Dainty glass garden lights are strung across the ceiling and flowers snipped from her borders, popped into jugs and jars, feature daily whether guests are expected or not. “It’s the small touches that make a house a home,” believes Wakefield, so when guests are invited to lunch or dinner, the limed oak table might be laid with glass green charger plates set on exquisite mats made from circles of real preserved box leaves.

Instead of the more usual cupboards making use of space, the kitchen walls are tightly packed with all manner of botanical prints, gathered over time. “I put pictures up years ago because I couldn’t afford hanging cupboards and now I rather like not having hideous cupboards taking up every corner,” says Wakefield.

“There is a theme that links all the pictures, though: a black frame. A lot of the pictures are postcards and others are very good prints or paintings, but it’s the combination of them all in black frames that makes it work.”

The conservatory, added 10 years ago, was another way of bringing the garden indoors, hence the huge sash window and picture seat beneath to admire the magnolia tree just the other side of the glass. Instead of doing the predictable — banking up the light-filled space with hothouse flowers — Wakefield has made it a cool, green retreat, using splashes of emerald green for velvet cushions and glazed pots on either side of the plumped-up pale grey sofa, that hold ferns emerging from beds of moss.

There is much here to distract the eye, notably one of Wakefield’s many collections of china, displayed on the wall in a decorative plate rack. “I love the cabbage leaf green, these are all Wedgwood and I jumped for joy when I found the flowery plates on the Portobello Road. I do love a bit of china. If I’m wandering by an antique shop, they wink at me and I might have to nip in. I’ve got a pink lustreware thing going on in the kitchen but my latest craze is silver lustre. I’m on the hunt all the time.”

Penchant for porcelain: flowery china, gathered over the years, is displayed on a decorative plate rack in the conservatory
Clive Nichols

Twin marble fireplaces, elegant cornicing on the ceilings and dove grey on the walls make elegant, neutral backdrops in the double sitting room, while a plumped-up, pinstriped sofa, linen cushions and sisal flooring make the ambience easy and relaxed.
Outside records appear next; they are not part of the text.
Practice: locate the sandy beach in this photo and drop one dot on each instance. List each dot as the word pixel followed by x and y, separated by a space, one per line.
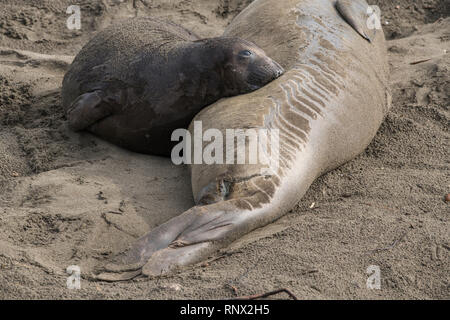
pixel 72 199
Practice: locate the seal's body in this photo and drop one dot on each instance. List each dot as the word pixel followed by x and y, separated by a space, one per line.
pixel 327 107
pixel 136 82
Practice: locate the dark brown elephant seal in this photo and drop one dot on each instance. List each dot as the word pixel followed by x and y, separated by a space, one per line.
pixel 136 82
pixel 327 108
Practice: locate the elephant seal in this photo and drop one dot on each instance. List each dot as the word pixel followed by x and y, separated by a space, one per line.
pixel 327 108
pixel 136 82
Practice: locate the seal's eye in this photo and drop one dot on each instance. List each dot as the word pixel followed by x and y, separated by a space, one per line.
pixel 245 53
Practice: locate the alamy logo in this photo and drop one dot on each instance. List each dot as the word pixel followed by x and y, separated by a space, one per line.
pixel 374 280
pixel 74 279
pixel 74 20
pixel 374 20
pixel 239 146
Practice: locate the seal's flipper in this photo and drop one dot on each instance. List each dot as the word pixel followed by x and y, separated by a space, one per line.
pixel 86 110
pixel 363 18
pixel 192 237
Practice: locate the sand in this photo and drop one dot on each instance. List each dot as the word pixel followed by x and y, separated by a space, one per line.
pixel 72 199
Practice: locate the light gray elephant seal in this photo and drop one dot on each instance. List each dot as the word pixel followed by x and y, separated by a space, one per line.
pixel 136 82
pixel 327 107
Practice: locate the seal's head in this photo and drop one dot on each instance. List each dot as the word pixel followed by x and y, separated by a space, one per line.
pixel 247 67
pixel 241 65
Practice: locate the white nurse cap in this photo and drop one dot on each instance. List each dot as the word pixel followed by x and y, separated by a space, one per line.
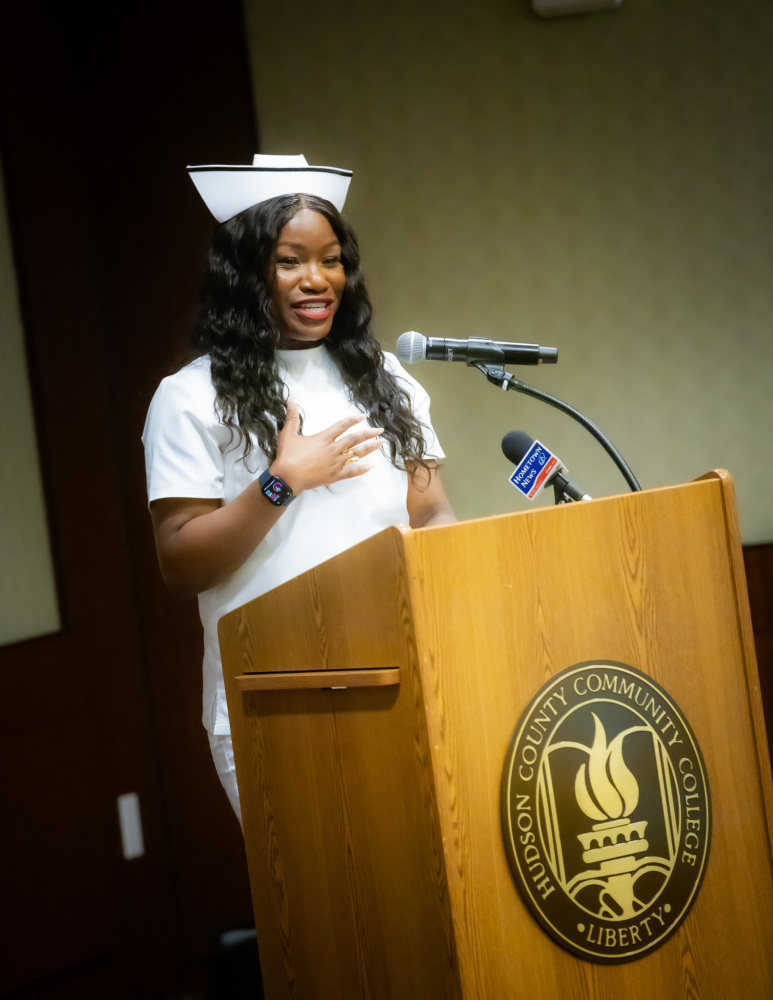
pixel 228 190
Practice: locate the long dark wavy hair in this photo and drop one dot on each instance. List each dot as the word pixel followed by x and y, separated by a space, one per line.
pixel 236 326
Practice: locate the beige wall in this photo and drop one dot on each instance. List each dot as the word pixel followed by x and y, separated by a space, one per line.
pixel 28 605
pixel 600 183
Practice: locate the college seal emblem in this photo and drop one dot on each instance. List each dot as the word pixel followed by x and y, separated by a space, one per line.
pixel 606 813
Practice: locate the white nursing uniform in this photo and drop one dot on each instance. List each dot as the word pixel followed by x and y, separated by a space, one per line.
pixel 190 453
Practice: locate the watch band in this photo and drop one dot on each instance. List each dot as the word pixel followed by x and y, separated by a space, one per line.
pixel 275 489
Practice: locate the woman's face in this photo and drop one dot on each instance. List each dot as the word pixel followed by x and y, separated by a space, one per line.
pixel 309 280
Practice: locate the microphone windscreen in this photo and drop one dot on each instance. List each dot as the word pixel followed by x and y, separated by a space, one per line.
pixel 411 347
pixel 515 444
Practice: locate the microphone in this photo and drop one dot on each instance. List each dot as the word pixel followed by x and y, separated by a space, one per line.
pixel 412 347
pixel 536 467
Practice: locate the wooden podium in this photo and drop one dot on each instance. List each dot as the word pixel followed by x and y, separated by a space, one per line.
pixel 372 701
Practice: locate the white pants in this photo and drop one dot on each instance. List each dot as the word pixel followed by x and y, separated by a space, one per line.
pixel 223 755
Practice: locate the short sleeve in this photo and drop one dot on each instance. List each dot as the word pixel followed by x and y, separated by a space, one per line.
pixel 420 399
pixel 184 439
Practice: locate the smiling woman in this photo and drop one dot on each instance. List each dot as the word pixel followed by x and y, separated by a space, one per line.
pixel 291 436
pixel 309 280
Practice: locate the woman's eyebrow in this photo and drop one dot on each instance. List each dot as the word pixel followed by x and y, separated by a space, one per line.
pixel 302 246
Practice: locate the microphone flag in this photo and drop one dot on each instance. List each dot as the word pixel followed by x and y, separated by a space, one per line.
pixel 534 470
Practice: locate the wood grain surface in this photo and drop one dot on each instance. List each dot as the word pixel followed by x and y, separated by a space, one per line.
pixel 372 815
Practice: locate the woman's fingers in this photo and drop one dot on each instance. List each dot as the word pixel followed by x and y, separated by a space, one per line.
pixel 309 461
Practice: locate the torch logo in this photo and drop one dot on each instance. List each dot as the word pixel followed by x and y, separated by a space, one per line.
pixel 606 811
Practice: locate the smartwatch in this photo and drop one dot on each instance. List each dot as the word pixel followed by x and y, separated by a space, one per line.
pixel 275 489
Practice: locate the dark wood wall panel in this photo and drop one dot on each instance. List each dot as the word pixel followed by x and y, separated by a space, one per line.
pixel 758 560
pixel 101 108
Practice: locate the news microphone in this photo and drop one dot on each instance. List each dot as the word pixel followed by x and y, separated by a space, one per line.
pixel 536 467
pixel 412 347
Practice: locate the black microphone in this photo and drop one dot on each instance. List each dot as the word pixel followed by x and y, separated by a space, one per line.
pixel 515 444
pixel 412 347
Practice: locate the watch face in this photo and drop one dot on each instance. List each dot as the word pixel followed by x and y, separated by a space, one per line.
pixel 276 489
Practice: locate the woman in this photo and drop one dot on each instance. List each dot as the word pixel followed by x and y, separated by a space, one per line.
pixel 291 436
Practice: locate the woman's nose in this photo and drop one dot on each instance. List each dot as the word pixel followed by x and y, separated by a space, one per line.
pixel 314 276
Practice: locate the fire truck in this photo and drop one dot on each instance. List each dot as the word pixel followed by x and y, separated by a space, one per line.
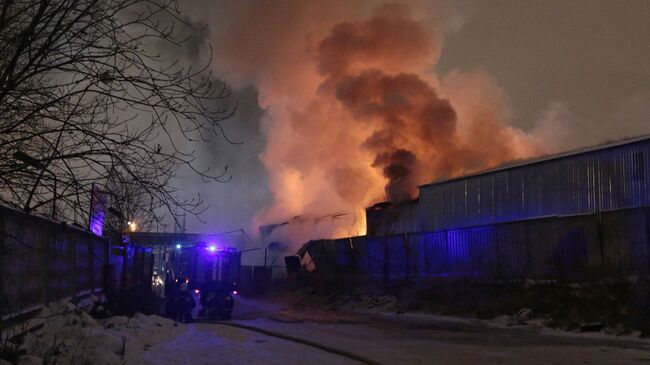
pixel 210 272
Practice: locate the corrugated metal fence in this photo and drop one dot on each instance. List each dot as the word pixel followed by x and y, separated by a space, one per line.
pixel 574 247
pixel 42 261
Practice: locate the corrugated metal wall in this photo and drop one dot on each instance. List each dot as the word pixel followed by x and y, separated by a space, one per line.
pixel 600 180
pixel 42 260
pixel 572 247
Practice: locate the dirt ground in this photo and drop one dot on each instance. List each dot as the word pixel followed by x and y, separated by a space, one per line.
pixel 382 337
pixel 386 339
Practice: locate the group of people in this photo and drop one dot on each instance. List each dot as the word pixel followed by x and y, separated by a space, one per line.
pixel 179 300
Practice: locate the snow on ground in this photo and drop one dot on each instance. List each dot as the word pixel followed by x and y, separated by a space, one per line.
pixel 65 334
pixel 68 335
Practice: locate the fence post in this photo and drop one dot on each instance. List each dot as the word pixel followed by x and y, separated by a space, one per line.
pixel 406 255
pixel 385 274
pixel 529 259
pixel 45 263
pixel 3 253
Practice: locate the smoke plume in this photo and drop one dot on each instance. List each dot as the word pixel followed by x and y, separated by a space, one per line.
pixel 353 112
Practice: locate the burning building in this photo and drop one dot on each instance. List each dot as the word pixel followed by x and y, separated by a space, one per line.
pixel 587 181
pixel 563 216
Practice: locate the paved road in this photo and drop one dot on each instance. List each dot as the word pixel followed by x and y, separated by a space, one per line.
pixel 388 339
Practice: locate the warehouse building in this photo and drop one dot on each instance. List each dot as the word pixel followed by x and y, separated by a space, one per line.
pixel 587 181
pixel 571 216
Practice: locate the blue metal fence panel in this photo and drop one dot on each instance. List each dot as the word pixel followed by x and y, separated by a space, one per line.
pixel 614 177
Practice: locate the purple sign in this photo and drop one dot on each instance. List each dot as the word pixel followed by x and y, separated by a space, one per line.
pixel 98 200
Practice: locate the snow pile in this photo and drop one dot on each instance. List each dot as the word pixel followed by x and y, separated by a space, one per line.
pixel 368 302
pixel 66 334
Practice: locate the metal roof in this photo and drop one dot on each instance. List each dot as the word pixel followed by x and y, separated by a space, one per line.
pixel 535 160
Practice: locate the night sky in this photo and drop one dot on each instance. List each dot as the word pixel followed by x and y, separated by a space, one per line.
pixel 564 74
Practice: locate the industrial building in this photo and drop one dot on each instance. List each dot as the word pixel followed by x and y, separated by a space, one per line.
pixel 576 215
pixel 587 181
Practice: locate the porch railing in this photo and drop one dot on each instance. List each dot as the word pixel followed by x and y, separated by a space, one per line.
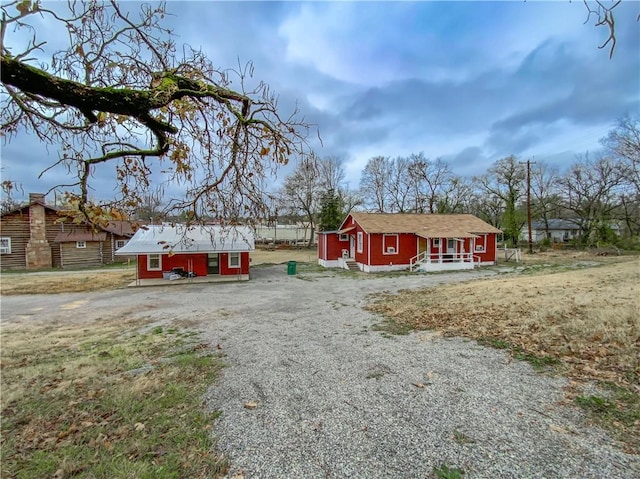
pixel 423 257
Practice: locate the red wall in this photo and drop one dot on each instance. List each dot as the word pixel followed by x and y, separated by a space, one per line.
pixel 199 262
pixel 490 248
pixel 333 247
pixel 223 261
pixel 407 248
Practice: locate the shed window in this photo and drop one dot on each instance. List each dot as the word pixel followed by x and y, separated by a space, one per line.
pixel 154 262
pixel 390 244
pixel 5 245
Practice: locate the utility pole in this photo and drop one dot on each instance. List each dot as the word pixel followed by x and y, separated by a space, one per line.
pixel 529 206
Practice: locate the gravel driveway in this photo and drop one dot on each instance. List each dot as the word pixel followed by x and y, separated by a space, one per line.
pixel 335 399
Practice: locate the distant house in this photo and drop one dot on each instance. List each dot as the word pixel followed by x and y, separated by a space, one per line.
pixel 35 236
pixel 558 231
pixel 192 251
pixel 27 236
pixel 373 242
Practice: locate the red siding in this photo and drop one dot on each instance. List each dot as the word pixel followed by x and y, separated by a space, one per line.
pixel 489 254
pixel 199 263
pixel 361 257
pixel 330 247
pixel 407 248
pixel 223 261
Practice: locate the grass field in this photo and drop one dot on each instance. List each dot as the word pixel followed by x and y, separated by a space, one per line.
pixel 102 402
pixel 580 321
pixel 570 313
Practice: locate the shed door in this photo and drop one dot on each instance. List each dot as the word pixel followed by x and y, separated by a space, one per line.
pixel 451 246
pixel 422 244
pixel 213 267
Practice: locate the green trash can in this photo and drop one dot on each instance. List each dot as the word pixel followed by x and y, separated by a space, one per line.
pixel 291 267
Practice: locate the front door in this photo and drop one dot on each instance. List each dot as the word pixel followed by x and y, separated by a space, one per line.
pixel 213 267
pixel 451 249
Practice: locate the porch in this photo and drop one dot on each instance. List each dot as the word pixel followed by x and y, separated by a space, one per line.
pixel 428 262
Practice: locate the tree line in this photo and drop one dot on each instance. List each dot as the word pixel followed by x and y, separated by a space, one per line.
pixel 598 192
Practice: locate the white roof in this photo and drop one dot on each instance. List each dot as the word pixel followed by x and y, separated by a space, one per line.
pixel 154 239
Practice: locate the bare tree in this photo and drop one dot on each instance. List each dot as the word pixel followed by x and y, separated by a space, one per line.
pixel 544 193
pixel 456 196
pixel 505 182
pixel 603 12
pixel 303 190
pixel 429 180
pixel 399 185
pixel 589 193
pixel 623 143
pixel 373 184
pixel 7 200
pixel 120 94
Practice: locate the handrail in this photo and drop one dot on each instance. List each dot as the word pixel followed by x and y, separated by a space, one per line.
pixel 442 257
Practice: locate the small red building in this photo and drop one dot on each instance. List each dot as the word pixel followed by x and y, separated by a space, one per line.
pixel 386 242
pixel 191 251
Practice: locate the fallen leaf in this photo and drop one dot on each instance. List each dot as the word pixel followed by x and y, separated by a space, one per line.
pixel 559 429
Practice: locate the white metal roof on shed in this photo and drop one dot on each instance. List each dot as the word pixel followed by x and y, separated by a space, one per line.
pixel 154 239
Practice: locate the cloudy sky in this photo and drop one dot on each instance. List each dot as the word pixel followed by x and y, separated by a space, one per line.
pixel 471 82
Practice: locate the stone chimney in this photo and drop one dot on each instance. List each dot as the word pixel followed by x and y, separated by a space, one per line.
pixel 38 250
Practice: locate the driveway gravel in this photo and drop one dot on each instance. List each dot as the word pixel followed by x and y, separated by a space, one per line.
pixel 313 391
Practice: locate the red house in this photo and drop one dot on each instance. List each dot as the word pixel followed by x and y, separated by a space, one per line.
pixel 191 251
pixel 374 242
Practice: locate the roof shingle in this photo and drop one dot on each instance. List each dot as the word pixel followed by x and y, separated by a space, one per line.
pixel 426 225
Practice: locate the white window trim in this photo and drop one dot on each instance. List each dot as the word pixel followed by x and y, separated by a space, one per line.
pixel 390 249
pixel 234 255
pixel 5 249
pixel 149 267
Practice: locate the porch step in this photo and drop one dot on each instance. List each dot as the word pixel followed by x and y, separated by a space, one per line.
pixel 352 265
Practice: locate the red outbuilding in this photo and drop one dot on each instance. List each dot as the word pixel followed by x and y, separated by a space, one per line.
pixel 169 252
pixel 374 242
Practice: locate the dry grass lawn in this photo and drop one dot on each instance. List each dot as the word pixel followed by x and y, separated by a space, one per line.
pixel 588 317
pixel 279 256
pixel 583 322
pixel 65 281
pixel 73 404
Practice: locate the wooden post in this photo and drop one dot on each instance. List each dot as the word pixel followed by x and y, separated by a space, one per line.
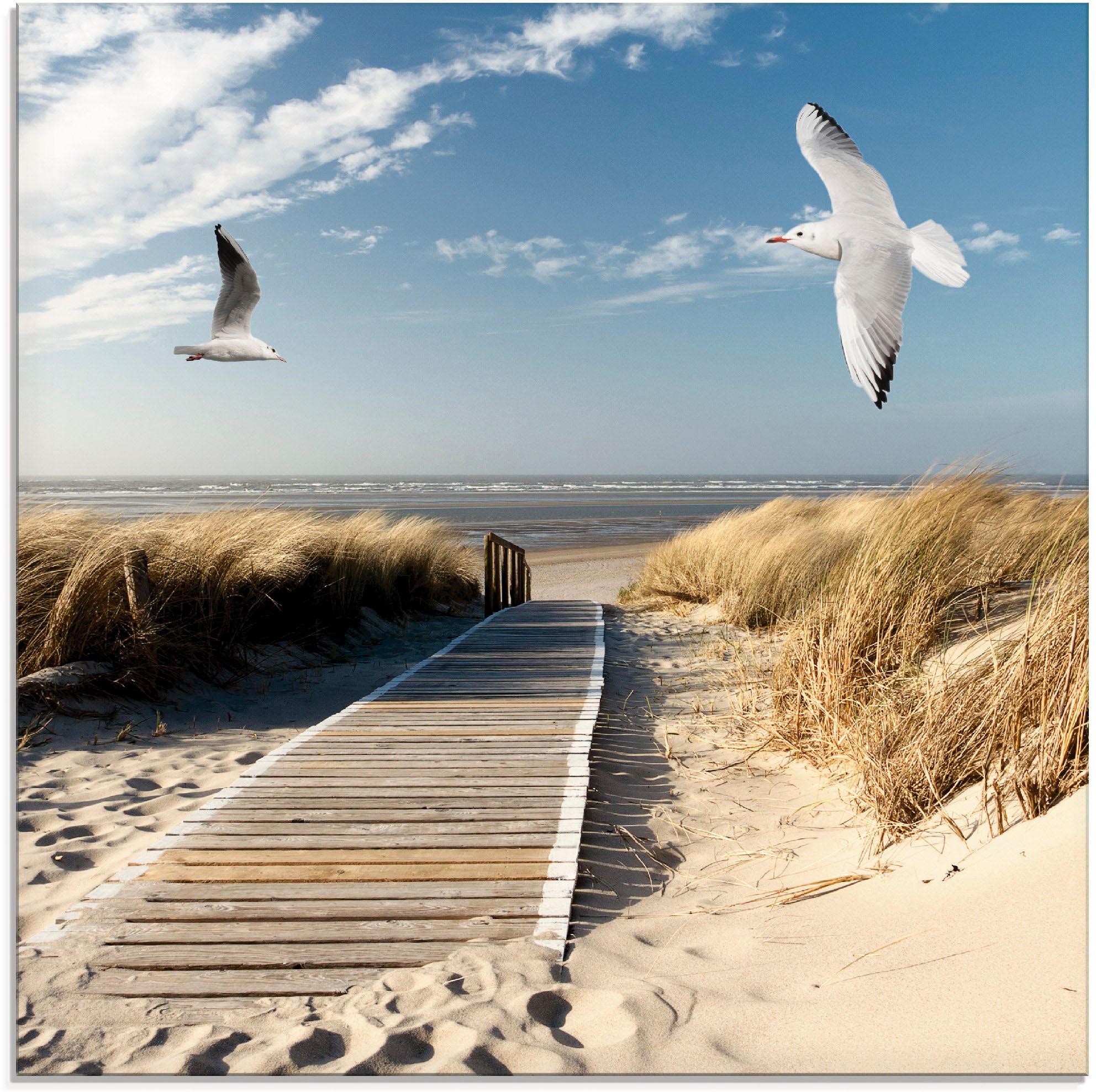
pixel 135 567
pixel 496 571
pixel 487 576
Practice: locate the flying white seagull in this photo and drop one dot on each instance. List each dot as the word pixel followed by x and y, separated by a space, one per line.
pixel 231 316
pixel 875 248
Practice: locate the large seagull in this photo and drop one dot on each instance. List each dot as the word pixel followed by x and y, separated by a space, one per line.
pixel 877 251
pixel 231 316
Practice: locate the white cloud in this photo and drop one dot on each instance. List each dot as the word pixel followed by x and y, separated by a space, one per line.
pixel 928 12
pixel 161 90
pixel 778 30
pixel 668 256
pixel 812 213
pixel 344 234
pixel 1060 234
pixel 549 257
pixel 541 255
pixel 364 242
pixel 1003 245
pixel 121 307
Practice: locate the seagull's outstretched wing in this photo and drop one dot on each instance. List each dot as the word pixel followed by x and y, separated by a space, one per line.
pixel 853 186
pixel 873 283
pixel 239 290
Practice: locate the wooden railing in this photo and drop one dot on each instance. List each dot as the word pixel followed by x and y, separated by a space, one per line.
pixel 507 578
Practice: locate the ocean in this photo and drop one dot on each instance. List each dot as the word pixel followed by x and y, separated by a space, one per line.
pixel 538 512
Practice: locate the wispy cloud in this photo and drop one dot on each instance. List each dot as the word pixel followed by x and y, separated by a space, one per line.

“When we moved in, the fireplaces were mean and miserable wooden surrounds so we replaced them with these, and what I love about them is the depth, which gives me a surface,” says Wakefield. “It’s all about tabletop landscaping for me, creating pretty vistas on a tabletop or a surface. And a fireplace with depth adds importance to a room, as well as scale.”

What also adds importance to these rooms is the simple addition of flowers, in the form of oversized focal points, huge statement blooms that Wakefield gathers at dawn in New Covent Garden Flower Market, then displays in giant tinted apothecary jars from Homebase.

Bountiful bedroom: fruit and flowers adorn plump cushions as the country garden feel continues upstairs
Clive Nichols

The feel of a country garden on a summer’s day continues upstairs. In the main bedroom, for example, the walls are painted palest leaf green, the window blind is a lively lime-and-white print while white cabbage roses trail in a lazy pattern across outsize cushions on a bed dressed in pristine white linen.

In the guest bedroom, acid green viburnum blooms in twin vases complement a fabulous black-and-white chest of drawers inset with mother-of-pearl. “To me, my home just screams happiness.”